Do., 23.08.2018

Reiten: Turnier der Sieger Langehanenberg gibt eine letzte Empfehlung für Tryon ab

Mit über 77 Prozent gewann Helen Langehanenberg mit Damsey den Grand Prix – und lieferte dabei weitere Argumente für einen möglichen WM-Start.
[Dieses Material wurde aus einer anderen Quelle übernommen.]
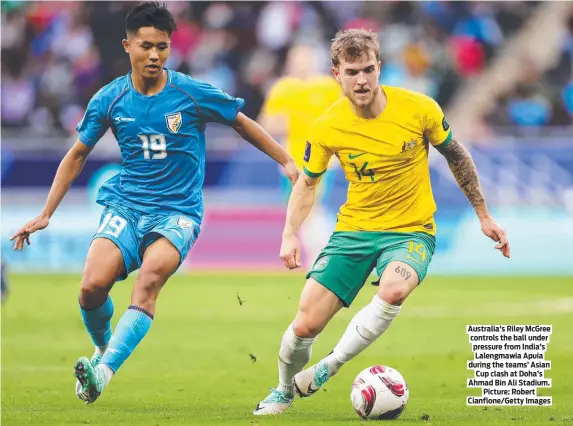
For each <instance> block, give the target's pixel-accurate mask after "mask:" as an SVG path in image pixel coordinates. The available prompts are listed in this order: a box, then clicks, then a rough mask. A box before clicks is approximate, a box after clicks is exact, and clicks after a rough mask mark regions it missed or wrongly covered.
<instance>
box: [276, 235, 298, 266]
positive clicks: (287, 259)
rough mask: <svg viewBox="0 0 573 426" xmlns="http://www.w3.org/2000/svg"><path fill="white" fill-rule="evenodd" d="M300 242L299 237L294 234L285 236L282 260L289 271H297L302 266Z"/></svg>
mask: <svg viewBox="0 0 573 426" xmlns="http://www.w3.org/2000/svg"><path fill="white" fill-rule="evenodd" d="M300 252H301V247H300V242H299V241H298V237H297V236H296V235H294V234H292V235H286V236H285V235H283V241H282V244H281V259H282V260H283V262H284V263H285V266H286V267H287V268H289V269H295V268H298V267H299V266H301V265H302V262H301V261H300Z"/></svg>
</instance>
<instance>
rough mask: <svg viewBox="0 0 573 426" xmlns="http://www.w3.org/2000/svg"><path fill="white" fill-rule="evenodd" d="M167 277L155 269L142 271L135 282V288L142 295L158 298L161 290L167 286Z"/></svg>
mask: <svg viewBox="0 0 573 426" xmlns="http://www.w3.org/2000/svg"><path fill="white" fill-rule="evenodd" d="M165 281H166V277H165V276H164V274H162V273H161V272H160V271H158V270H155V269H147V270H141V271H140V272H139V275H138V276H137V280H136V282H135V288H136V290H138V291H139V292H140V293H144V294H148V295H149V296H155V297H157V294H158V293H159V290H161V287H163V284H165Z"/></svg>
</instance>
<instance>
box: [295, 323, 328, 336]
mask: <svg viewBox="0 0 573 426" xmlns="http://www.w3.org/2000/svg"><path fill="white" fill-rule="evenodd" d="M322 328H323V327H322V326H321V325H319V324H317V323H313V322H311V321H296V320H295V322H294V323H293V329H294V334H295V335H296V336H297V337H303V338H312V337H316V336H318V335H319V334H320V332H321V331H322Z"/></svg>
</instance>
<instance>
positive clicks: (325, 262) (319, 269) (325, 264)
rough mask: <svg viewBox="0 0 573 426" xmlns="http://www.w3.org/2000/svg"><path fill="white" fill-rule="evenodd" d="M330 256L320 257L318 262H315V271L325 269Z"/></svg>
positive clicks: (323, 269) (312, 268) (321, 270)
mask: <svg viewBox="0 0 573 426" xmlns="http://www.w3.org/2000/svg"><path fill="white" fill-rule="evenodd" d="M328 260H329V259H328V257H326V256H325V257H321V258H320V259H318V260H317V261H316V263H315V264H314V268H312V269H313V270H315V271H323V270H324V269H326V265H328Z"/></svg>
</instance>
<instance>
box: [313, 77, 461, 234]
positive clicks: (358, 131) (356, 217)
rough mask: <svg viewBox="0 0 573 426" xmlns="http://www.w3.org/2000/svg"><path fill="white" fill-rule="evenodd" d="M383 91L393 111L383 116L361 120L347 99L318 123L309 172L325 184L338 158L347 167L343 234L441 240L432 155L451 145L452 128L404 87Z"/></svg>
mask: <svg viewBox="0 0 573 426" xmlns="http://www.w3.org/2000/svg"><path fill="white" fill-rule="evenodd" d="M381 88H382V90H383V91H384V93H385V94H386V98H387V104H386V108H385V109H384V111H383V112H382V113H381V114H380V115H379V116H378V117H376V118H373V119H364V118H361V117H359V116H357V115H356V114H355V113H354V112H353V111H352V110H351V108H350V101H349V100H348V99H347V98H343V99H341V100H339V101H338V102H336V103H335V104H334V105H332V106H331V108H329V109H328V110H327V111H326V112H325V113H324V114H323V115H322V116H321V117H320V118H319V119H318V120H317V121H316V123H315V124H314V126H313V128H312V130H311V135H310V139H309V140H308V142H307V144H306V149H305V153H304V160H305V162H304V168H303V170H304V172H305V173H306V174H307V175H308V176H311V177H318V176H320V175H321V174H322V173H324V172H325V171H326V167H327V165H328V161H329V159H330V158H331V156H332V155H335V156H336V157H337V158H338V160H339V161H340V164H341V166H342V168H343V170H344V174H345V176H346V180H347V181H348V183H349V185H348V198H347V201H346V203H345V204H344V205H343V206H342V207H341V208H340V211H339V213H338V222H337V224H336V228H335V230H336V231H395V232H416V231H421V232H425V233H428V234H431V235H435V232H436V225H435V222H434V212H435V211H436V203H435V201H434V197H433V194H432V188H431V185H430V170H429V166H428V150H429V144H430V143H431V144H432V145H434V146H437V145H441V144H447V143H449V141H450V139H451V137H452V132H451V129H450V126H449V124H448V122H447V120H446V118H445V117H444V114H443V112H442V110H441V108H440V106H439V105H438V104H437V103H436V102H435V101H434V100H433V99H431V98H429V97H427V96H425V95H423V94H421V93H418V92H413V91H410V90H406V89H402V88H398V87H391V86H381Z"/></svg>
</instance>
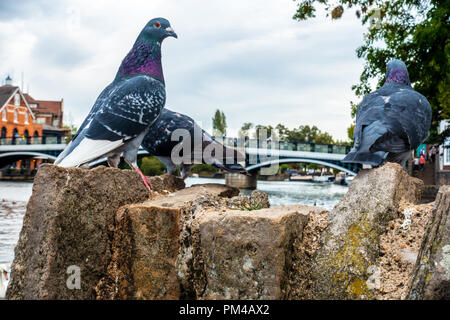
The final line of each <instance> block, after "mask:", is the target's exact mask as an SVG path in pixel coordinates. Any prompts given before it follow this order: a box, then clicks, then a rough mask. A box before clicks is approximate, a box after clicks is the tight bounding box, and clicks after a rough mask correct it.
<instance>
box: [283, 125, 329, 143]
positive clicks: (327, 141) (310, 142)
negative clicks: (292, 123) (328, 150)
mask: <svg viewBox="0 0 450 320" xmlns="http://www.w3.org/2000/svg"><path fill="white" fill-rule="evenodd" d="M280 135H281V134H280ZM280 139H281V140H286V141H289V142H303V141H305V142H310V143H320V144H333V143H334V141H333V137H332V136H331V135H330V134H329V133H327V132H322V131H321V130H320V129H319V128H317V127H316V126H312V127H310V126H308V125H305V126H299V127H298V128H294V129H292V130H289V129H286V130H285V131H284V132H283V134H282V135H281V137H280Z"/></svg>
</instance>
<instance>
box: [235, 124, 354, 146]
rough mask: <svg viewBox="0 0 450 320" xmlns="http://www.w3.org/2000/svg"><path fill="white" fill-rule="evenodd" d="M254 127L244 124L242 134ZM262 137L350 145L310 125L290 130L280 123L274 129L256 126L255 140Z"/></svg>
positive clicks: (325, 132) (299, 141) (241, 130)
mask: <svg viewBox="0 0 450 320" xmlns="http://www.w3.org/2000/svg"><path fill="white" fill-rule="evenodd" d="M252 126H253V124H251V123H244V124H243V125H242V127H241V130H240V132H246V133H247V135H248V130H249V129H250V128H251V127H252ZM263 130H265V131H266V135H264V134H262V133H263ZM260 134H261V137H262V138H264V137H267V138H268V137H274V136H276V138H277V139H279V140H280V141H287V142H309V143H318V144H340V145H349V144H350V142H347V141H334V139H333V137H332V136H331V135H330V134H329V133H328V132H323V131H321V130H320V129H319V128H317V127H316V126H312V127H310V126H309V125H301V126H299V127H298V128H294V129H292V130H291V129H289V128H287V127H286V126H285V125H283V124H281V123H279V124H277V125H276V126H275V128H274V127H272V126H270V125H269V126H265V125H260V124H258V125H256V126H255V132H254V133H253V138H259V136H260Z"/></svg>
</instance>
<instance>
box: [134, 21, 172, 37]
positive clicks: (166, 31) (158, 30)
mask: <svg viewBox="0 0 450 320" xmlns="http://www.w3.org/2000/svg"><path fill="white" fill-rule="evenodd" d="M140 37H143V38H145V39H148V40H153V41H158V42H161V41H163V40H164V39H165V38H167V37H174V38H178V36H177V34H176V33H175V31H173V29H172V27H171V26H170V22H169V21H168V20H167V19H164V18H155V19H152V20H150V21H149V22H148V23H147V25H146V26H145V27H144V29H143V30H142V32H141V34H140Z"/></svg>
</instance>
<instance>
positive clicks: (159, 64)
mask: <svg viewBox="0 0 450 320" xmlns="http://www.w3.org/2000/svg"><path fill="white" fill-rule="evenodd" d="M167 37H174V38H177V34H176V33H175V32H174V31H173V29H172V28H171V26H170V23H169V21H167V20H166V19H164V18H155V19H152V20H150V21H149V22H148V23H147V24H146V26H145V27H144V29H142V31H141V33H140V34H139V36H138V37H137V39H136V42H135V43H134V45H133V48H132V49H131V51H130V52H129V53H128V54H127V55H126V57H125V58H124V59H123V61H122V63H121V65H120V67H119V70H118V71H117V74H116V77H115V78H114V81H113V82H112V83H111V84H109V85H108V86H107V87H106V88H105V89H104V90H103V91H102V93H101V94H100V95H99V97H98V98H97V100H96V101H95V103H94V105H93V107H92V109H91V111H90V112H89V114H88V116H87V117H86V119H85V120H84V122H83V123H82V125H81V127H80V128H79V129H78V131H77V133H76V134H75V135H74V137H73V139H72V141H71V142H70V143H69V145H68V146H67V147H66V148H65V149H64V150H63V152H62V153H61V154H60V155H59V156H58V158H57V159H56V161H55V165H58V166H61V167H77V166H80V165H82V164H84V163H87V162H90V161H93V160H96V159H98V158H101V157H105V156H106V157H107V158H108V164H109V165H110V166H112V167H117V166H118V164H119V162H120V156H121V155H122V154H123V157H124V159H125V161H126V162H127V163H128V164H129V165H130V167H131V168H133V169H134V170H136V171H137V172H138V173H139V174H140V176H141V177H142V180H143V182H144V184H145V186H146V187H147V188H148V189H151V184H150V182H149V181H148V179H147V178H146V177H145V176H144V175H143V174H142V172H141V170H140V169H139V167H138V166H137V163H136V160H137V150H138V148H139V146H140V145H141V142H142V139H143V138H144V136H145V135H146V133H147V132H148V130H149V128H150V126H151V125H152V124H153V123H154V122H155V121H156V119H157V118H158V116H159V115H160V113H161V110H162V109H163V108H164V104H165V101H166V91H165V82H164V76H163V71H162V65H161V43H162V41H163V40H164V39H165V38H167Z"/></svg>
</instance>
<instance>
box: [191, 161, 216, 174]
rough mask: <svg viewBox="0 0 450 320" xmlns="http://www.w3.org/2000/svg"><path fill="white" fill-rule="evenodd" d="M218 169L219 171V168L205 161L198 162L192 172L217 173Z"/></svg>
mask: <svg viewBox="0 0 450 320" xmlns="http://www.w3.org/2000/svg"><path fill="white" fill-rule="evenodd" d="M217 171H218V170H217V168H215V167H213V166H211V165H209V164H204V163H200V164H196V165H195V166H193V167H192V169H191V172H192V173H201V172H207V173H216V172H217Z"/></svg>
Mit über 77 Prozent gewann Helen Langehanenberg mit Damsey den Grand Prix – und lieferte dabei weitere Argumente für einen möglichen WM-Start. Foto: Peter Leßmann

Münster - 

Das Warten geht für Helen Langehanenberg weiter. Noch immer hat Bundestrainerin Monica Theodorescu nicht das Geheimnis gelüftet, wer Deutschland bei der WM in Tryon vertritt. Ein Argument, sie mitzunehmen, lieferte Langehanenberg beim Turnier der Sieger im Grand Prix – mit Damsey.

Von Henner Henning

Ein anerkennendes Kopfnicken gab es von Bundestrainerin Monica Theodorescu, als Helen Langehanenberg nach ihrem Ritt im Grand Prix das Stadion vor dem Schloss verließ. 77,100 Prozent waren ein sehr ordentliches Ergebnis für die 36-Jährige und ihren Damsey, die damit am ersten Tag beim Turnier der Sieger die wichtigste Dressurprüfung gewannen – und es so der Bundestrainerin bei der Suche nach der endgültigen Dressur-Equipe für die Weltreiterspiele in Tryon (USA) noch schwerer machte.

Gelungene Leistung mit Damsey

„Ich quäle mich seit Wochen damit herum und weiß, wie schwierig die Situation auch für die Reiter ist“, sagte Theodorescu. Eine Antwort aber gab es zunächst noch nicht für Langehanenberg, die wohl mit Dorothee Schneider und Jessica von Bredow-Werndl um die zwei Plätze neben Sönke Rothenberger und Isabell Werth wetteifert. Dabei zeigte die Dressurreiterin des RV St. Georg Münster bei ihrem Heimspiel eine durchaus gelungene, wenn auch nicht fehlerfreie Leistung mit Damsey.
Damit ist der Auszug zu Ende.